Here is a great piece on the Iraqi Jews, by Adam Shatz in LRB. There are only a dozen Jews left in Baghdad today, there were 125,000 in 1948, including famous families like the Sassoons. The plight of the Iraqi Jews is nowadays often cited by Israel lobbyists to try and stymie talk of a right of return for Palestinians; but Shatz shows how difficult it is to compare the two people's situations.

The Jews of Baghdad were at times hugely privileged, at other times they were subject to pogroms. They did well under Ottoman rule, which provided protection to minorities, but seemed to see a special role under the Brits, and they were punished as overweening. They had no interest in Zionism. They sniffed at the idea of leaving the paradise of Mesopotamia, where the Talmud was composed, for the rocky coast. Soon they would all do so. 

Jewish integration was doomed by the war in Palestine. On 15 May
1948…the state of Israel was
proclaimed, the Arab armies invaded, and al-Said imposed martial law. A
week later, newspapers in Iraq were calling for a boycott of Jewish
shops, to ‘liberate’ Iraqis from the ‘economic slavery and domination
imposed by the Jewish minority’. This suspicion of Jews was encouraged
by a weak and reviled government for whom Arab nationalism was a crude
but effective weapon, distracting attention from its colonial docility,
and from its poor military performance in Palestine….

The freezing
of Palestinian assets by the Israeli government and the arrival in Iraq
of eight thousand Palestinian refugees in the summer of 1948 did
nothing to calm things.
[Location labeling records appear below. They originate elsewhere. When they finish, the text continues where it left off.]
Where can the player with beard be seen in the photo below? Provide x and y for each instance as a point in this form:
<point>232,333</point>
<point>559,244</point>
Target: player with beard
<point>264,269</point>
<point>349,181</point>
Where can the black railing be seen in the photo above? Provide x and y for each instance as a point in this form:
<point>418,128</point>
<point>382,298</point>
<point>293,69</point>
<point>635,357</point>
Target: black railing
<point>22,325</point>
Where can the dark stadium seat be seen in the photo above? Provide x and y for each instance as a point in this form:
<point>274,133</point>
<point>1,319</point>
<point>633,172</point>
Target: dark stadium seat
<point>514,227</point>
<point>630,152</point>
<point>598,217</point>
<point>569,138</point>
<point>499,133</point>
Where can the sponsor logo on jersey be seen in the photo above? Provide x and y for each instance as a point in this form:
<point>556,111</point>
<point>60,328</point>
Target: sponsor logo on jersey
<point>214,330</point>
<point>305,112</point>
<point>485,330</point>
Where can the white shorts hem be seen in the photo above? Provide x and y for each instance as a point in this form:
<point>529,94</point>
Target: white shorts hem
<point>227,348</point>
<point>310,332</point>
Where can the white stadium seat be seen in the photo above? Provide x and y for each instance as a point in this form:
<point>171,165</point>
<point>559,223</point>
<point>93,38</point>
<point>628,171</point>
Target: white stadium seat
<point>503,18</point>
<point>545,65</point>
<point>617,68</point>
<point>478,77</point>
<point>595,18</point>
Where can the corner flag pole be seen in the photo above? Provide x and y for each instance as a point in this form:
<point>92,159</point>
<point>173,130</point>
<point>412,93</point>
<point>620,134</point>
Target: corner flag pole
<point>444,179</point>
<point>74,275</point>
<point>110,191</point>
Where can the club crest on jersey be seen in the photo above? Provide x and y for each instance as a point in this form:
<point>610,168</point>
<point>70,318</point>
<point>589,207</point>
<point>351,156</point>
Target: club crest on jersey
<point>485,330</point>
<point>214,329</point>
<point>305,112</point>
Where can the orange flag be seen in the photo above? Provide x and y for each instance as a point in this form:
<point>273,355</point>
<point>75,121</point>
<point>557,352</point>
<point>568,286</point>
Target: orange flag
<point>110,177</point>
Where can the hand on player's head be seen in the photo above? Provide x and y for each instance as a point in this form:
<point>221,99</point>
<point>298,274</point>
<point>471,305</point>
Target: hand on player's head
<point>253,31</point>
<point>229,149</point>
Responding to a wave of popular anger, the
Iraqi government declared Zionism a capital offence, fired Jews in
government positions and, invoking Stalin’s support of partition, found
another pretext to round up Communists of all sects.

Israel encouraged the flight of the Iraqi Jews.
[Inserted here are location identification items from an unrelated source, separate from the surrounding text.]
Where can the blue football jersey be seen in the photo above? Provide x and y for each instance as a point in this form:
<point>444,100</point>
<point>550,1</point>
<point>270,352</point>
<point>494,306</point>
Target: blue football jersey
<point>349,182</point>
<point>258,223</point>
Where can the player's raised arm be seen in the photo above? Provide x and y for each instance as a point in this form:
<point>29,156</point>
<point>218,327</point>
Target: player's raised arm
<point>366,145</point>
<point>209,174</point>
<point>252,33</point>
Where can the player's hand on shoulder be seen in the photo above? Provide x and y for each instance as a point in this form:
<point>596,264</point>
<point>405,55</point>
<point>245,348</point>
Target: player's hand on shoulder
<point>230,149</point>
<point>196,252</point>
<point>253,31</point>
Unless Iraqi Jews were allowed to emigrate, Israel warned, it would
back armed resistance to al-Said’s government, or find itself unable to
prevent Iraqi Jews already in Israel from killing Palestinians in
revenge. The Israelis also began to promote the idea of a ‘sorting out’
of populations, involving a swap of Iraqi Jews for an equal number of
Palestinian refugees, an idea quietly encouraged by the Foreign Office:
‘National exuberance is a phenomenon which is going to last a long time
in the Middle East. On the whole, elimination of awkward minorities is
likely to cool rather than fan the flames.
’ If Israel was a sanctuary
for Iraq’s Jews, it was also among the reasons they were in such
desperate need of one.

The US Embassy in Baghdad agreed with Tawfiq al-Suwaida that mass
emigration was unlikely, so long as Israel ‘pursues a policy of
moderation and agrees to a peace settlement considered not too
unreasonable by the Arabs’. But the ‘ingathering of the exiles’, not a
peace settlement, was Israel’s goal, for strategic as much as
sentimental reasons. Israel had conquered 20 per cent more territory
than it had been allotted under the partition agreement, and it needed
more Jews to settle the land, particularly along the border.
[emphasis mine]

I don't mean to suggest that Israel was the bad guy here. No way. Obviously, all societies in the Middle East have had problems giving rights to minority populations; and Jews have been an often-persecuted, and privileged, caste for a long time in the Middle East. And if the creation of Israel has made Iraqi Jews feel more secure–as an Iraqi-Israeli novelist proclaimed at AIPAC last June–it's been a catastrophe for the Palestinians. Shatz includes the Nakba: In 1950, the Iraq Jews flew into Lydda, which had lately been ethnically-cleansed. I don't see why Americans should be taking one side in this ongoing cycle of human-rights denigration. And why we can't lead by our own example, how we have dealt with "awkward minorities."